Rimosso aneurisma gigante

Delicato intervento a Lecco

Al Manzoni nella fase preparatoria è stato realizzato un modello su cui intervenire con una stampante 3D

Il particolare modello tridimensionale ottenuto mediante questa stampante ha garantito in fase di studio di poter contare su di una rappresentazione chiara dell’anatomia dell’aneurisma e delle arterie normali del paziente. Ricordiamo che gli aneurismi cerebrali sono dilatazioni patologiche delle arterie del cervello che colpiscono tra lo 0.4% e il 6% della popolazione, con una frequenza maggiore nel sesso femminile.

Estremamente più rari sono invece gli aneurismi cerebrali giganti, che vengono così definiti perché le loro dimensioni superano i 2.5 cm di diametro, e che oltre a presentare un elevato rischio di rottura creano anche un ulteriore disturbo al paziente a causa del loro enorme volume che comprime il cervello. «I rischi nel trattarli sono enormi poiché la loro chiusura e rimozione possono danneggiare le arterie normali dalle quali origina l’aneurisma stesso – spiega Giannantonio Spena, direttore della Neurochirurgia del Manzoni - Si rivela estremamente utile il supporto fornito in fase preoperatoria dal modello tridimensionale fornitoci dalla stampante 3D: la ricostruzione del cranio, delle arterie normali e dell’aneurisma ci ha infatti permesso facilmente di immaginare i possibili corridoi chirurgici». Le immagini sono state acquisite tramite Tac, Risonanza Magnetica ed Angiografia cerebrale con successiva ricostruzione tridimensionale di queste immagini.

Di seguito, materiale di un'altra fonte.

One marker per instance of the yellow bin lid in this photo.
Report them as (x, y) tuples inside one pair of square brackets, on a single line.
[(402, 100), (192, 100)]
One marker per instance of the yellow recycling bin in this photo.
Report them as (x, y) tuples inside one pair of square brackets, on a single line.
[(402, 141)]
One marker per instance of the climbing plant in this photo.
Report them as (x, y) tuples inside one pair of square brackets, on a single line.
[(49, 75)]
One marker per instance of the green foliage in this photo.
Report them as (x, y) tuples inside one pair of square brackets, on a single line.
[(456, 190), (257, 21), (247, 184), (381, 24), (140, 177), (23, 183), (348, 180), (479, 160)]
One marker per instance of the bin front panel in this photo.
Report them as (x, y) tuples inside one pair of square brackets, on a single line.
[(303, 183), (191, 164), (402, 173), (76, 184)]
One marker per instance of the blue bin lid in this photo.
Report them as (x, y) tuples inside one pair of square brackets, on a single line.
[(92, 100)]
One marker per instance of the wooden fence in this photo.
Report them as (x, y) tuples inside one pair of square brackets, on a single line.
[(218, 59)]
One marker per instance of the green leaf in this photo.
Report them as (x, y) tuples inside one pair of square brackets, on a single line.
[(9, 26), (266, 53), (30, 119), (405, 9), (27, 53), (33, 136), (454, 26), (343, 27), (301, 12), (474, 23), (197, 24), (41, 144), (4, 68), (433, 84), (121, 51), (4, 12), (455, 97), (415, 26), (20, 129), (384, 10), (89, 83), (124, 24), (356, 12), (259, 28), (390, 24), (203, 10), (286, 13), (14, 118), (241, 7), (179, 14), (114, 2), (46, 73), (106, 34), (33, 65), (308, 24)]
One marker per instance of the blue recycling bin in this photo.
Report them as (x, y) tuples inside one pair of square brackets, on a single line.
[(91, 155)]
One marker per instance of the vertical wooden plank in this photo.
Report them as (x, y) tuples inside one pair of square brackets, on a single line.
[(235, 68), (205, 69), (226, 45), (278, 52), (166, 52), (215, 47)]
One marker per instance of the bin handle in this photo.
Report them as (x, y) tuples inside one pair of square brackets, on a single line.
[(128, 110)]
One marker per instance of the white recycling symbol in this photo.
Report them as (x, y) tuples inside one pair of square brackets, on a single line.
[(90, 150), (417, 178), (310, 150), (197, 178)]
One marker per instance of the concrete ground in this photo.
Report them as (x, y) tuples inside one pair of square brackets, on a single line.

«A partire da queste ultime – precisano i neuroradiologi Lunghi e Filizzolo - è stato possibile mediante un software di ricostruzione grafica 3D ed alla collaborazione con Villiam Dallolio, generare il modello tridimensionale in un formato leggibile da una stampante 3D, con conseguente realizzazione di un modello tridimensionale in resina».